Pendant des décennies, la Chine a établi une mainmise sur de nombreuses chaînes d’approvisionnement en minéraux critiques dans le monde, notamment 17 terres rares utilisées pour fabriquer des aimants et des composants haute performance pour presque tous les types de véhicules, d’ordinateurs, de production d’électricité, de défense militaire, et bien plus encore. D’autres pays dans le monde s’en remettent à Pékin en échange de prix moins élevés.
Alors que la guerre tarifaire avec les États-Unis se poursuit et qu’une trêve temporaire se poursuit, l’administration Trump s’empresse de renforcer les capacités nationales d’extraction et de traitement tout en établissant les partenariats mondiaux nécessaires pour, à terme, affaiblir la Chine, qui contrôle 90 % du raffinage mondial des terres rares.
En octobre, le président Trump a signé un accord avec l’Australie selon lequel les deux pays investiraient 3 milliards de dollars dans des projets miniers critiques d’ici la mi-2026. L’Australie abrite Lynas Rare Earths Limited, le plus grand extracteur de minéraux critiques répertorié au monde. Le président Trump a ensuite signé une série d’importants accords miniers bilatéraux en Asie de l’Est et du Sud-Est, notamment au Japon, en Malaisie, en Thaïlande, en Indonésie et au Cambodge. Les États-Unis ont également conclu de nouveaux accords avec l’Ukraine, l’Argentine, la République démocratique du Congo, le Rwanda, le Kazakhstan et d’autres.
Althaus développe des installations au Kazakhstan et en Ouzbékistan spécifiquement pour l’extraction et le traitement du tungstène et des terres rares, des métaux résistants à la chaleur utilisés dans l’électronique et les équipements militaires. Il voit le plus grand potentiel dans les pays d’Asie centrale de l’ex-Union soviétique.
« L’Union soviétique a passé des décennies à explorer et à développer des mines. Une grande partie de la base de données demeure et elle est très méticuleuse », a déclaré Althaus. «Cela donne aux entreprises qui cherchent à développer des projets en Asie centrale un bon départ par rapport aux États-Unis, où la plupart des opportunités sont des projets entièrement nouveaux, à un stade très précoce, à risque très élevé et à très faible appétit pour l’investissement.»

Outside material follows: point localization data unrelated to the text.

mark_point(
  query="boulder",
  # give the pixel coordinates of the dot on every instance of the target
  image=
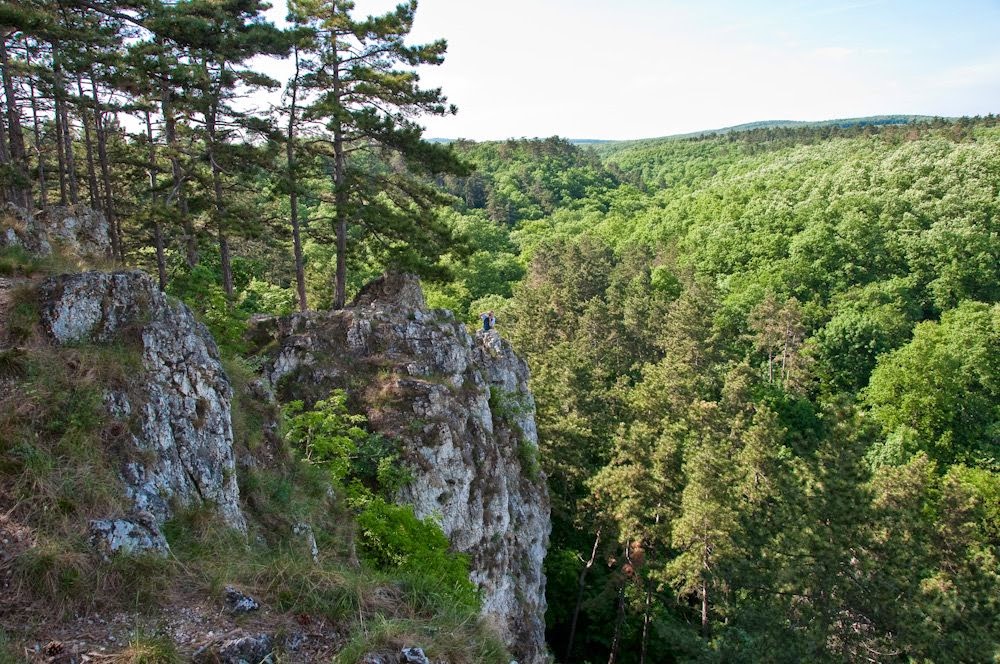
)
(238, 648)
(76, 230)
(128, 536)
(180, 444)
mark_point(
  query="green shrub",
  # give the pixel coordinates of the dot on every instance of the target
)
(145, 648)
(393, 538)
(200, 289)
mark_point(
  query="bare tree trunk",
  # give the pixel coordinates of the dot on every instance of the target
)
(293, 189)
(161, 264)
(42, 182)
(704, 590)
(7, 194)
(581, 585)
(102, 155)
(646, 618)
(220, 210)
(340, 198)
(67, 134)
(170, 130)
(60, 150)
(619, 618)
(17, 154)
(95, 197)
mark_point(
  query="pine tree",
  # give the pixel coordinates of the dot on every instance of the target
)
(369, 106)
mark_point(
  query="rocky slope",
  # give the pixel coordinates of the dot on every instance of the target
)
(462, 409)
(179, 448)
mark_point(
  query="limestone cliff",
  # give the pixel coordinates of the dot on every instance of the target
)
(462, 409)
(180, 447)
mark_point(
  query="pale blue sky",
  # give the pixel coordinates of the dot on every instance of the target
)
(641, 68)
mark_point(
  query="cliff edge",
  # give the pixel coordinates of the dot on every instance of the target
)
(461, 408)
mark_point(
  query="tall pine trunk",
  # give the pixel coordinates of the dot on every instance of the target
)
(340, 197)
(66, 135)
(7, 194)
(293, 190)
(16, 153)
(43, 193)
(161, 263)
(102, 155)
(581, 585)
(173, 150)
(95, 196)
(211, 116)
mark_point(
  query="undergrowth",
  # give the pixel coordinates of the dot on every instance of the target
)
(382, 574)
(8, 651)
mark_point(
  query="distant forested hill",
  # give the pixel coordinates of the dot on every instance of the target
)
(766, 365)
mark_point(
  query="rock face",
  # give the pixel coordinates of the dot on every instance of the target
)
(181, 440)
(76, 230)
(461, 407)
(128, 536)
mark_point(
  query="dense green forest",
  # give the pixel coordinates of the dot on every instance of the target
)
(766, 363)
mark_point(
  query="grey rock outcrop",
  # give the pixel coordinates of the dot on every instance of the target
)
(180, 442)
(75, 230)
(461, 407)
(238, 602)
(127, 536)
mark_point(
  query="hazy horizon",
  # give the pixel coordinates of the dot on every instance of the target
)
(647, 68)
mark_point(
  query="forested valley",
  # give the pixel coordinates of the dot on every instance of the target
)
(766, 363)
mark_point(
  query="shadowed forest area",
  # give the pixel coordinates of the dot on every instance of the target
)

En novembre, l’Export-Import Bank a fourni à Cove Capital un avis de prêt de 900 millions de dollars pour un projet de tungstène de 1,1 milliard de dollars au Kazakhstan. Nous avons reçu une autre lettre d’intérêt de la Société américaine de financement du développement international.
Jeff Dickerson, avocat principal du cabinet de recherche Rystad Energy, a déclaré que seul un effort coordonné à long terme dans le cadre de partenariats nationaux et internationaux – essentiellement une approche « en temps de guerre » – mènerait au succès. Mais cela ne se fera pas sans de nouveaux projets avec des alliés étrangers. « Le défi est que les États-Unis ne disposent pas d’un solide portefeuille de projets miniers matures et prêts à démarrer », a-t-il déclaré.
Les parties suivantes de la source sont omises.